The first National Beef Quality Audit was done in 1991 and has continued to be conducted every five years. Funded by beef check-off dollars from producers, it’s an extensive survey that assesses the beef industry’s work to improve beef quality, focusing on advances that have been made on production issues that influence consumer demand for beef. Jeff Savell is a Texas A&M Distinguished Professor of Meat Science.
“Fatness was one of the things that showed up in the early audits, you know, what you can do to reduce the amount of external fat, the amount of seam fat in cuts. You know, some toughness things that would show up. Injections, making sure producers and veterinarians applied vaccinations and other kinds of injections properly. And that’s now kind of a non-event.”
Savell says that a number of things have improved over the twenty-five years the audit has been done.
“There’s a reduced amount of fat that the consumer sees. The quality of cuts, the actual percent of prime and choice is at an all-time high over the twenty-five years.”
Another thing that the National Beef Quality Audit does is measure missed opportunities.

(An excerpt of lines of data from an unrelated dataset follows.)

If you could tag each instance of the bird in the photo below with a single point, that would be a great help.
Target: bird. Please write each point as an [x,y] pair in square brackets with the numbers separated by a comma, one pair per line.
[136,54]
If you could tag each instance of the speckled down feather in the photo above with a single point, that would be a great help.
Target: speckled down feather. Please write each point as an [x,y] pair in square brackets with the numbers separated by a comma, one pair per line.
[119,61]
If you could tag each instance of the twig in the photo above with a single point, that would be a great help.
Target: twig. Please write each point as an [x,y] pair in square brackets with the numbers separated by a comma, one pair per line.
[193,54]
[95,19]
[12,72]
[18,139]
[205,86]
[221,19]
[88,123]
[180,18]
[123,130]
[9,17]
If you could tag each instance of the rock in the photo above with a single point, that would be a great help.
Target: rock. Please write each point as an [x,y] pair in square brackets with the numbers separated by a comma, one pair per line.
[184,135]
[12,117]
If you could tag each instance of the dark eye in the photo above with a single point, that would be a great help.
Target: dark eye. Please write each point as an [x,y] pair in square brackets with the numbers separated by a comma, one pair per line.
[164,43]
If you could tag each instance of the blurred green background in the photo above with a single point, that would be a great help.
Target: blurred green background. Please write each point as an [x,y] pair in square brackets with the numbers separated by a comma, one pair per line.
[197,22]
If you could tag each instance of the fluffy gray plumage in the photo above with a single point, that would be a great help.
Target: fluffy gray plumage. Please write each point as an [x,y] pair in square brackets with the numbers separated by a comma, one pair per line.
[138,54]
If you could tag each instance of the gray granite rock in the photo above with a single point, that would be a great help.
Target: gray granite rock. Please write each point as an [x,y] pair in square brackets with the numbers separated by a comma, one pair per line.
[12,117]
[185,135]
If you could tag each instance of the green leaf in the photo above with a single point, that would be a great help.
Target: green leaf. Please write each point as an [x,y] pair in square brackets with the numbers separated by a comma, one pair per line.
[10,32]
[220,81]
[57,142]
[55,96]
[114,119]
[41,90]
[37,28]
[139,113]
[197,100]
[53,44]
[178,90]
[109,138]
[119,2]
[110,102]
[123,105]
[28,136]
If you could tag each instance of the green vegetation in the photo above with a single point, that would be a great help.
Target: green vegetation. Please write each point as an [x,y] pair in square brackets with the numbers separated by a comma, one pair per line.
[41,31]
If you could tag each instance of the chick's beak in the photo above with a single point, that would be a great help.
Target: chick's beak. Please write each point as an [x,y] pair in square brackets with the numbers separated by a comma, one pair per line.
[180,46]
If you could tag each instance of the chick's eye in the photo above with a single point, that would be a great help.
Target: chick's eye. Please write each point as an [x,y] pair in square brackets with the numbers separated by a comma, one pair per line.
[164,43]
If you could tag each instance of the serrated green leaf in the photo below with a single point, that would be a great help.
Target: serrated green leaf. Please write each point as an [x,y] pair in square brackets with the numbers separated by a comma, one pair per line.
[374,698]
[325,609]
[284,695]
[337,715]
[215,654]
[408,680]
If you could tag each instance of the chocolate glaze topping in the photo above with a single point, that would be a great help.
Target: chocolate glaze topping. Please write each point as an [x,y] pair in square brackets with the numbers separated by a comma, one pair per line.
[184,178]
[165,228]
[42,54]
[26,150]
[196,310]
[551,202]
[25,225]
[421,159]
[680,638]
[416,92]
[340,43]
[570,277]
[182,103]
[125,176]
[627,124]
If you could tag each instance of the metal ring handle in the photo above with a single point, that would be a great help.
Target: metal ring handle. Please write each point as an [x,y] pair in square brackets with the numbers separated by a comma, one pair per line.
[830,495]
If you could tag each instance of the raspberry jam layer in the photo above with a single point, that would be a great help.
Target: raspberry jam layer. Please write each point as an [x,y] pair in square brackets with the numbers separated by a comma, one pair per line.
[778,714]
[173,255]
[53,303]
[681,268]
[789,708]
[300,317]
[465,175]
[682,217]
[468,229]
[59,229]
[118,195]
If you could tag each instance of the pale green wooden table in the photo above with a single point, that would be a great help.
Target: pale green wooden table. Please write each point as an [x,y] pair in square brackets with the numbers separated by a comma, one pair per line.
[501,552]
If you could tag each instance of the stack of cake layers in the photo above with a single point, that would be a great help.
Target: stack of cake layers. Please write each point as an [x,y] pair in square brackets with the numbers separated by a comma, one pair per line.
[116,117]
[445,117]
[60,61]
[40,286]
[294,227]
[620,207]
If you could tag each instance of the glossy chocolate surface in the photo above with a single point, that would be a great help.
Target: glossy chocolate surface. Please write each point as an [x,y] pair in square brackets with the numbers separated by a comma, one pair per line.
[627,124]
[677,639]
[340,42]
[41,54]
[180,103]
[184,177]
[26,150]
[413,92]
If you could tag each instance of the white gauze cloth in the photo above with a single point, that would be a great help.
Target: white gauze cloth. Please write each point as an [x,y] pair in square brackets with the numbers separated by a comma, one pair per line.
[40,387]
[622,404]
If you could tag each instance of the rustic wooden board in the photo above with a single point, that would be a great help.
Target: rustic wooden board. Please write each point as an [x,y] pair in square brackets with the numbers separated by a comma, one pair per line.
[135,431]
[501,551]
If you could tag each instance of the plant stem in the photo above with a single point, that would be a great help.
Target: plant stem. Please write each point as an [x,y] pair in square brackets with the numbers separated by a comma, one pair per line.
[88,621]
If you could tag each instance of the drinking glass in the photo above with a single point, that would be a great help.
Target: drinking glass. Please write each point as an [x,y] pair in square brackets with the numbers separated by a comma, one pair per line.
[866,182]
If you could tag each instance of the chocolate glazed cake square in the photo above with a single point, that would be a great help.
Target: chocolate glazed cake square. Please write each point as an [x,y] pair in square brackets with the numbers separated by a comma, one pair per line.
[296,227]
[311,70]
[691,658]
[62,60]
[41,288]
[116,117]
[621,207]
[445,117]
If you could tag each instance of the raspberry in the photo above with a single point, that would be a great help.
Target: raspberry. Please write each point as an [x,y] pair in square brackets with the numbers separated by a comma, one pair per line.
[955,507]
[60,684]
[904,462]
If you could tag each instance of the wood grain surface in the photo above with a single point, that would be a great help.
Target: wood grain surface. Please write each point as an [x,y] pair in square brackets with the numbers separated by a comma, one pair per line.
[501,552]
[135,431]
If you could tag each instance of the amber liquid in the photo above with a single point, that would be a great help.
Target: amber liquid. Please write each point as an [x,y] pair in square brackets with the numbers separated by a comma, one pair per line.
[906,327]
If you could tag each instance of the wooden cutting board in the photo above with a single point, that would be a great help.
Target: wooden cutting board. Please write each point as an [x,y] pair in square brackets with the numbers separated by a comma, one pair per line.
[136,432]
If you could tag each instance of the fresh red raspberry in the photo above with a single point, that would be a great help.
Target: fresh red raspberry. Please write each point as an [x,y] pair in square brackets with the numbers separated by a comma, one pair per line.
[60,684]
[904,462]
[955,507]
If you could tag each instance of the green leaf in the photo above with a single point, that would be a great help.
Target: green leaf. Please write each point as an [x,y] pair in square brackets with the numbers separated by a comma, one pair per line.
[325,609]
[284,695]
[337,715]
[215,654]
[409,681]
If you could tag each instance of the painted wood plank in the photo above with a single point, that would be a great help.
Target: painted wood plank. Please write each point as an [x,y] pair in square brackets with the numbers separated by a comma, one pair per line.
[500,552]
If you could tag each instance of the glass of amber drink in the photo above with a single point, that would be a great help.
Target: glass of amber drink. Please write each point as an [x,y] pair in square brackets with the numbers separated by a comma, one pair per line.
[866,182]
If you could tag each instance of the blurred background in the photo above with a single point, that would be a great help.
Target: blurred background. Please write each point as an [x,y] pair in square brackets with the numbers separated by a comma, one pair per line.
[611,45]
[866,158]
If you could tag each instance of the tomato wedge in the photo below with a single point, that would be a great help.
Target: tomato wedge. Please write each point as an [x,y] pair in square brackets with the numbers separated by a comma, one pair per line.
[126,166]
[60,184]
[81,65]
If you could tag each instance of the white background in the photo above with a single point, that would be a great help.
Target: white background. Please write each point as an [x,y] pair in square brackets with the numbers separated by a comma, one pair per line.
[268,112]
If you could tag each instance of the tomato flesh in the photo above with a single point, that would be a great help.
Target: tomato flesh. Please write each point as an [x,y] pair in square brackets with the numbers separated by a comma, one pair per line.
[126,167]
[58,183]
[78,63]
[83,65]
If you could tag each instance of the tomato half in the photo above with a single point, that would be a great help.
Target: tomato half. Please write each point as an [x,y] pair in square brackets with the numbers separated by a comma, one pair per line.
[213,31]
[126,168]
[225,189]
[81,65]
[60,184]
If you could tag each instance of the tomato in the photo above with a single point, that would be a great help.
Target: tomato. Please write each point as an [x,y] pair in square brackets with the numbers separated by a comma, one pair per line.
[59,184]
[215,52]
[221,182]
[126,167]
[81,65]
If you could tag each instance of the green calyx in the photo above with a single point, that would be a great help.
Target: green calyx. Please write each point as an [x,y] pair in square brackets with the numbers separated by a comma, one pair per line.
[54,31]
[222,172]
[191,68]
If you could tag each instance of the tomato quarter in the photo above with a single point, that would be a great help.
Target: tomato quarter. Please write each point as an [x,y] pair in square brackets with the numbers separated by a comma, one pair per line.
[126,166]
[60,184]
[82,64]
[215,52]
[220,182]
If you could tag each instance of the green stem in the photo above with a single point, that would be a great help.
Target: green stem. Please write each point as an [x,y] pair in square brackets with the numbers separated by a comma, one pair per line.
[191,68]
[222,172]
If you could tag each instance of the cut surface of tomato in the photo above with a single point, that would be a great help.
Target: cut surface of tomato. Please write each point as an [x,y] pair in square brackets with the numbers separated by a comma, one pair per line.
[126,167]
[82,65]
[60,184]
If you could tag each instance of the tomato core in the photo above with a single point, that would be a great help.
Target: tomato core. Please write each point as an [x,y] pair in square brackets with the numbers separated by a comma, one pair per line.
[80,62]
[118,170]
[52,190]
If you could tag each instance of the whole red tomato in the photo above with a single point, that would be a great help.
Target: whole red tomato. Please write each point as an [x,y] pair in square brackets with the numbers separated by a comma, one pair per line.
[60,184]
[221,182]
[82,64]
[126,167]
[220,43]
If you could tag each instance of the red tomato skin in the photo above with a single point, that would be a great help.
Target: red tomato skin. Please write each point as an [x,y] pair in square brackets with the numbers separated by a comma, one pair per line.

“What happens if you miss targets, as far as quality grades, or the fat content, or condemnations of by-products and things like that? And so every year when we do this there is some number that, it may not always be attainable, but it helps producers understand that if we could correct these deficiencies and start hitting these particular targets, then there’s more opportunity for greater revenue.”
But today, for restauranteurs, retail marketers, packers, and processors, safety is the number one concern.
“Food safety is something that they’re always looking at managing, trying to make sure that the product that gets to the end consumer is as safe as possible. So I think that’s why in the 2016 audit it’s at the very top because it’s the thing. If it’s not safe, all these other quality factors don’t matter.”